Hi Guys, i try to get a small Rasa application for matching intents running on Kubernetes. I use a pretty simple dockerfile to build my image, which i pull from a private registry to my pod in kubernetes. The Deployment in Kubernetes works. I can access the pod via kubectl exec command. But for example if i try to check the rasa version with ‘rasa --version’ i get an Illegal Instruction error all the time. I already heard that this is the case if avx is not supported by the vm and it´s caused by TensorFlow.
Is there perhaps a better way of deploying Rasa to Kubernetes?
I just started with Rasa, Docker and Kubernetes so i´ve run out of ideas.
RUN pip install --upgrade pip
RUN pip install rasa
- name: nlp-recruiting-app
command: ["/bin/bash", "-ce", "tail -f /dev/null"]
- containerPort: 80
- name: gitlabregistry-secret
Can you you post the detailed error? And can you try using
thanks for your answer.
the error is “illegal instruction (core dump)”
when using “FROM python:3.6” the error gets more detailed
“2019-06-19 08:28:41.459576: F tensorflow/core/platform/cpu_feature_guard.cc:37] The TensorFlow library was compiled to use SSE4.1 instructions, but these aren’t available on your machine.
Aborted (core dumped)”
I guess it´s an error between Tensorflow 1.13 and Kubernetes in this case.
It seems they don´t support the AVX instructions “grep flags /proc/cpuinfo” offered
“flags : fpu vme de pse tsc msr pae mce cx8 apic sep mtrr pge mca cmov pat pse36 clflush mmx fxsr sse sse2 ht syscall nx lm constant_tsc nopl xtopology eagerfpu pni cx16 x2apic hypervisor lahf_lm
Could it be an option to use “pip install rasa_nlu[spacy]” instead of “install rasa” or do i also need AVX-Support for that?
To workaround the AVX issue, I ended up running the following commands after following the recommended installation instructions:
pip uninstall tensorflow -y
conda create --name glpi-rasax python=3.6.8
conda activate glpi-rasax
conda install -c anaconda tensorflow==1.13.1
conda deactivate glpi-rasax
@akelad @Tobias_Wochinger Hey guys. Any thoughts on this? I have a box with no AVX on it. Running docker. Box is Linux redhat, running Docker CE. I pulled your Rasa 1.1.14 docker image which installs tensorflow 1.13.1 - works great on windows and Amazon ubuntu 16.04, but the moment I try to run the container built on windows to the linux vm running with no AVX this comes up:
F tensorflow/core/platform/cpu_feature_guard.cc:37] The TensorFlow library was compiled to use SSE4.1 instructions, but these aren’t available on your machine.
Aborted (core dumped)
So in the requirements documentation for “Running Rasa on Docker” it would be nice to mention that for folks that are using tensorflow embedding as the pipeline that the default rasa image will not work.
In that same image
$pip uninstall tensorflow also does not work!
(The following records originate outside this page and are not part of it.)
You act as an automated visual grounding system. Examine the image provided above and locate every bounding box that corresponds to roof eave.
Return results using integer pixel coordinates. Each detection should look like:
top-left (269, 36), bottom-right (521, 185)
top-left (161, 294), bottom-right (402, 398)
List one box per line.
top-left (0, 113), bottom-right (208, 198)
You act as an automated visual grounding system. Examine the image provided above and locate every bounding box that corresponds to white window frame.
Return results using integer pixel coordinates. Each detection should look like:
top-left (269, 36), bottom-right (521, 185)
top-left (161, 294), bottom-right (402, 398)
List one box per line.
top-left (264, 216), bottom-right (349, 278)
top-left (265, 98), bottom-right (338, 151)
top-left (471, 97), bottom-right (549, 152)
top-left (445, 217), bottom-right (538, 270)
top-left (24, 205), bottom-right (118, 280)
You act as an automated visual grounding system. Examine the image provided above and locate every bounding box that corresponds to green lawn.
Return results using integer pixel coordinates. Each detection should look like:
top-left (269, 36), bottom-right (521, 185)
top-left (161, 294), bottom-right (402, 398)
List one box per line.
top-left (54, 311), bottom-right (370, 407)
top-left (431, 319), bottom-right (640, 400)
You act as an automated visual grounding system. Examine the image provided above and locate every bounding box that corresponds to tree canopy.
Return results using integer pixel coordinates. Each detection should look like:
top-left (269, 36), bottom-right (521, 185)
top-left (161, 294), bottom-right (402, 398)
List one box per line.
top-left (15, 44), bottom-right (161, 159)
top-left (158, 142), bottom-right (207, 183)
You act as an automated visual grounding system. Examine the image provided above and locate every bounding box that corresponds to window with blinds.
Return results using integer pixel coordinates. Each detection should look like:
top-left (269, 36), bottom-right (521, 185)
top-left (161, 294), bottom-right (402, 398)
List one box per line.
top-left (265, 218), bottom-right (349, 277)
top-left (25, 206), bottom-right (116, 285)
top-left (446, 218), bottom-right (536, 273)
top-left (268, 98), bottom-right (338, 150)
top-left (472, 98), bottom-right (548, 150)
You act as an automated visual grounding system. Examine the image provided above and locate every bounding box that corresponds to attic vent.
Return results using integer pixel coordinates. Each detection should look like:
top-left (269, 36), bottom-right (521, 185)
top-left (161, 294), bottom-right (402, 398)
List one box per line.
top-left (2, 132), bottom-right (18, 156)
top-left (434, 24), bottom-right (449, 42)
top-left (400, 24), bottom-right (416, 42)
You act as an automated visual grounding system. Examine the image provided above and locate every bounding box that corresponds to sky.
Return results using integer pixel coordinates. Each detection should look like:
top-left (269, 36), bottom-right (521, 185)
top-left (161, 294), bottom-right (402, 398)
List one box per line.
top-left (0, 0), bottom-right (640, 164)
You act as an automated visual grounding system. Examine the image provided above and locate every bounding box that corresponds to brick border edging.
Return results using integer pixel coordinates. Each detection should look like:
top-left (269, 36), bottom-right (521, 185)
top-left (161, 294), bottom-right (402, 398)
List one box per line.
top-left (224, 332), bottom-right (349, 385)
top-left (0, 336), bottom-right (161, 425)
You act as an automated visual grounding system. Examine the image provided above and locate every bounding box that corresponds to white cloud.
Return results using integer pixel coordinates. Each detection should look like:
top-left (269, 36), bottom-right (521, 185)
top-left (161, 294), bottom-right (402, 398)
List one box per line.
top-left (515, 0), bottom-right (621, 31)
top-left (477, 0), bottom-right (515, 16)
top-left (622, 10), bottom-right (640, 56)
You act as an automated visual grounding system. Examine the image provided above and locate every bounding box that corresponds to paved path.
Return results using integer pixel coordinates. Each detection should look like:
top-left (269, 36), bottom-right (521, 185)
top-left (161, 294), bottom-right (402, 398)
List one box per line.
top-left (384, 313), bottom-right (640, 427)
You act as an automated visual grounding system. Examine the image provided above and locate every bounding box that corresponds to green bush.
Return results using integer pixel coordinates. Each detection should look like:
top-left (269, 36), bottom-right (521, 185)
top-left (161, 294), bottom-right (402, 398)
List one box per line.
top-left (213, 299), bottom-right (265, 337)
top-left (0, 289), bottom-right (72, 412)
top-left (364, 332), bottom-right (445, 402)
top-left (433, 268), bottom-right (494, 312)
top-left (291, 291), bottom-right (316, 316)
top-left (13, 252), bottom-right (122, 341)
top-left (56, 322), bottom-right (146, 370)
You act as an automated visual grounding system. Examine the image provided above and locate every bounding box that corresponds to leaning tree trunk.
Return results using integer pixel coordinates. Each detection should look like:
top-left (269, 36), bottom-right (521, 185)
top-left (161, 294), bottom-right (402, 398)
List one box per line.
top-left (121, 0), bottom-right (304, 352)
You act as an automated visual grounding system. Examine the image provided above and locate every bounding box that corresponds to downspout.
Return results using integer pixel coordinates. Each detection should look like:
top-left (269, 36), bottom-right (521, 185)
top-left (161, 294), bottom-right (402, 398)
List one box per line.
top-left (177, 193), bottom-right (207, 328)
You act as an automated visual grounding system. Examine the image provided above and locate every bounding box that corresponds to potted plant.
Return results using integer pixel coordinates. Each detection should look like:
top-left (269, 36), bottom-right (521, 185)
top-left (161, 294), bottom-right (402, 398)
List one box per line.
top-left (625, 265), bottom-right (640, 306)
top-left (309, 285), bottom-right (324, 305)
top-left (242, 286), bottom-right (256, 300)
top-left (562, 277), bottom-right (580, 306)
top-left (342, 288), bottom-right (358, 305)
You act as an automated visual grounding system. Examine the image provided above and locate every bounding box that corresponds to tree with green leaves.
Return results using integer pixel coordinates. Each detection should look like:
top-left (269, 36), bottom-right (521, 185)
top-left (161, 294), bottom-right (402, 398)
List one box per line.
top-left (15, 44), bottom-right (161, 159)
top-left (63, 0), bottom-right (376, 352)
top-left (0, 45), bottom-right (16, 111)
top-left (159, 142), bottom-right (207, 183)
Errors with python 3.6 in site packages etc.
Any ideas which python wheel works with Python 3.6.8, Tensorflow 1.13.1 Debian 9 on CPU with no AVX? (for non conda users as well please, but using equivalent of virtual env).
Thank you kindly for your support.
Well, the answer to my own woes was to go through the awesome process of uzing Bazel, and building a tensorflow wheel 1.13.1 from source. Note the build image must be Ubuntu, as Debian docker image can’t build this permutation. I get couple of warning but it works (non-prod) use only. Tensor flow does provide an Ubuntu 16 image, so start with that, but then get a virtual env into it and install python3.6 and run from there. May need to install couple minor things. @akelad @Tobias_Wochinger I would recommend putting a note in the prerequisites documentation that CPU must support AVX or SSE4.1 instruction to work with the provided docker image. Without it, that docker image will need to customized and require uninstall of tensorflow in it, and installing the wheel that other folks compiled that matches the config or worst case , build from source as version of gcc also matters.
Yeah I’m afraid there’s not much we can do about that since it’s the tensorflow package that requires those instructions. In general tensorflow usually should be compiled for the particular CPU instructions you’re running on.
We’ll take your feedback about the docs into consideration though
Well, that seemed to be what was needed. I ended up getting an Ubuntu 16.04 Tensorflow build image (Debian does not work) and has to configure Bazel to build on that server directly with no GPU instructions. Using many pre-compiled wheels also was problematic as a particular version of gcc is required. So yes…compile from source (not fun). So better check the VM ahead of time, as this is one place where Docker trips up - specifically for TensorFlow’s need for AVX2 and SSE4.2. Don’t think this problem occurs with Spacy though. Thanks
Thanks for sharing your solutions. I also came across the idea of compiling tensorflow from source but dropped it because of lack of experience. As a workaround and to get rid of the dependency on tensorflow I currently use Rasa NLU 0.15.1 together with Spacy.